Ils montent et ils descendent. Les personnes les plus âgées ont déjà fini leurs courses et hissent leur cabas plein de victuailles, avec les inévitables poireaux qui dépassent. Des touristes, prêts à « affronter Paris », sont attablés dans les cafés et toisent les autochtones. Je suis impressionné par la patience des gens au sein d’une longue file d’attente devant « la meilleure boulangerie du quartier, sinon du monde entier », où tout est beau, sain et croustillant. Je croise le regard vaguement gêné d’hommes pas rasés accomplissant la tâche héroïque et hebdomadaire de nourrir leur famille. Certains sont accompagnés d’enfants déjà turbulents et encore en pyjamas. J’admire leur engagement.
Peut-être que certains dans la file se demandent ce que peut faire cet homme en costume, avec un gros sac et un air préoccupé. « Endimanché », je ne suis pas habillé comme pour un dimanche. Ainsi va la sécularisation. Les rôtissoires se mettent en marche et attireront bientôt une autre population affamée de viande qui elle aussi fera la queue. Mais à l’heure où j’en suis, le personnel de cet établissement discute, fume dehors, échange de petites blagues avec les poissonniers. « Le meilleur fromager de Paris » est encore fermé, mais il peut prendre ses aises, tant sa réputation est bonne. Dans une demi-heure, pendant que je dirai la salutation de la part du Seigneur, il sera plein.
Un peu de crachin tombe, les pavés luisent et représentent un danger pour les chaussures de marque. Je croise un paroissien en sens inverse qui, me voyant, sait que je sais qu’il ne va donc pas au culte ce jour-là. Sait-il que je le comprends et ne le juge point ? Un sourire, un petit mot et nos courses continuent. J’ai sans doute pensé à lui où à elle, en filigrane de la préparation de ma prédication, car j’ai besoin de voir les visages des fidèles dans la préparation elle-même, comme un rite qui me fait croire que cette prédication-là ne sera que pour ce moment et ce lieu-là, avec ces gens-là. Peut-être que ce rite est dérisoire, ou peut-être a-t-il contribué qu’au bout de trente années, je ne me suis jamais lassé du service qui est mon métier.
Au moment où je croise l’église St-Médard, avec sur son parvis son sans-abri toujours illuminé, la préparation des cantiques bat déjà son plein au temple et je suis heureux que des choses se passent sans que j’y contribue, ce qui me donne confiance et me permet de me concentrer sur cette prédication qui est encore dans les limbes, ou à tout le moins sur du papier. Elle n’existe pas avant qu’elle soit donnée et n’existera plus après, sinon en souvenirs transformés et appelés à se dissiper. Voici la rue Pascal qui, comme la rue Calvin, fait partie des rues les plus tristes de Paris (à croire que ceux qui ont attribué les noms des rues n’aimaient pas ce type de rebelles). Mais dans cette rue, il y a l’hôtel de l’Espérance qui, inévitablement, fait sens. Je passe par le tunnel où habite une famille de Roms. Bien que décoré par des graffitis aux couleurs intenses, c’est un endroit de ténèbres. J’en sors.

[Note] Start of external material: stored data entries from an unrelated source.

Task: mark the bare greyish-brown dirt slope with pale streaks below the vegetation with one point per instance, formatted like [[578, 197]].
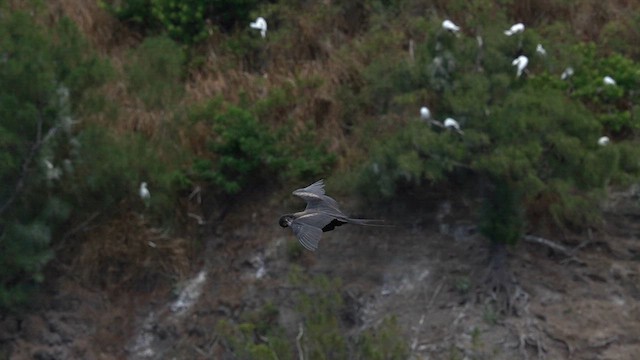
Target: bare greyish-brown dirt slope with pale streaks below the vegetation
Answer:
[[423, 271]]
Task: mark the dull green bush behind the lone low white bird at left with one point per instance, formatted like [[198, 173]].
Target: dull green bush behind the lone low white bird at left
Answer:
[[111, 168]]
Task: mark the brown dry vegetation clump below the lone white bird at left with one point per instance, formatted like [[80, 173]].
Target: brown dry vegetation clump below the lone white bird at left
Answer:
[[126, 254]]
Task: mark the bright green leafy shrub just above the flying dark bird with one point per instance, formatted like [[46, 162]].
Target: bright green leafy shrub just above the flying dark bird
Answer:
[[244, 151]]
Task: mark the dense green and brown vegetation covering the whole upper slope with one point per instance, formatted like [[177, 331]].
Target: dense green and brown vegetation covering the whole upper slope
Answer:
[[201, 101]]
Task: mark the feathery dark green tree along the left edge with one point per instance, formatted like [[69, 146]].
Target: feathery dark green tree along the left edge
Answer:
[[44, 76]]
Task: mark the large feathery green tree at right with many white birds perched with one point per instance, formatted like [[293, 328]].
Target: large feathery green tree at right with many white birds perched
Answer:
[[533, 137]]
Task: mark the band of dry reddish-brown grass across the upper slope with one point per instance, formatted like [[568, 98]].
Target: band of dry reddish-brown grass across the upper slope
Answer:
[[308, 53]]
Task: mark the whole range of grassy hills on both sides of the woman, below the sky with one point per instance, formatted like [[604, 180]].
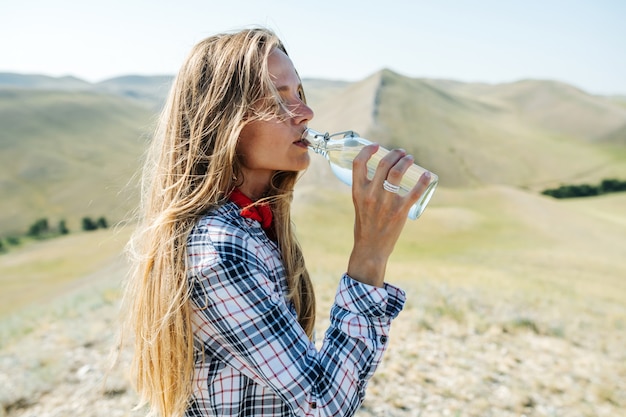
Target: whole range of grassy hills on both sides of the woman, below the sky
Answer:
[[70, 147]]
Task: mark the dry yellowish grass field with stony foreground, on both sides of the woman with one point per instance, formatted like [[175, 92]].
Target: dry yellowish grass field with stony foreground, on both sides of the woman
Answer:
[[516, 306]]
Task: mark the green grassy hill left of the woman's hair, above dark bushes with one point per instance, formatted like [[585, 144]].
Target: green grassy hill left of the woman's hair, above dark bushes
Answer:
[[66, 155]]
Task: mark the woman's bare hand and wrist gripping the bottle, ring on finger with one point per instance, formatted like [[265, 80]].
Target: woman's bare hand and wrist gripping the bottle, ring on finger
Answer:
[[380, 215]]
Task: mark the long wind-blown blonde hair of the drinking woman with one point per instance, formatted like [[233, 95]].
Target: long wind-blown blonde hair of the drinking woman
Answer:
[[191, 167]]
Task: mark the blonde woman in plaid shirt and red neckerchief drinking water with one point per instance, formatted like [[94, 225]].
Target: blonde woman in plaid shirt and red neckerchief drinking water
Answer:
[[220, 302]]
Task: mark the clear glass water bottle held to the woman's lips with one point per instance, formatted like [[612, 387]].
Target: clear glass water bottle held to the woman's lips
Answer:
[[341, 152]]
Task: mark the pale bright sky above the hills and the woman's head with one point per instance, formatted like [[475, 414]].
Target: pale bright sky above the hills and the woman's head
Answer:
[[578, 42]]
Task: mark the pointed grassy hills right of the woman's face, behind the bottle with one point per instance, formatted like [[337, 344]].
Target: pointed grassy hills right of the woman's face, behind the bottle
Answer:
[[476, 134]]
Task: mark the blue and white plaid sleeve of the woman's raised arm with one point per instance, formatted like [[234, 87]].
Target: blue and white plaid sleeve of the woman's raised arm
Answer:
[[243, 316]]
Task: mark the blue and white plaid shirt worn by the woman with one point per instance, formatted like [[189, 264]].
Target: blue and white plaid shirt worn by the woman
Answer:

Le boulevard Arago enfin et ses ballets d’ambulances qui accompagneront bientôt la liturgie. J’entre dans le temple. Un peu plus d’une dizaine de personnes finissent de répéter les Psaumes. Des enfants de l’école biblique sont déjà là. Notre jeune organiste aussi. Sourires, bises, poignées de mains. Je sors ma robe pastorale du gros sac. Je salue ma présidente. Les fidèles arrivent et arriveront jusqu’à une demi-heure avant la fin. Nous allons célébrer le culte au milieu de la ville. Je ne pense à plus rien d’autre qu’à ce bonheur d’être là, avec mes frères et sœurs. Tout est préparé. Tout sera nouveau. Dans une heure trente environ, en bas de la rue Mouffetard, des gens danseront au son de l’accordéon. Je les croiserai sur mon chemin de retour. Mais je ne serai pas jaloux de leur liturgie. J’aurai répondu à l’invitation de mon Dieu.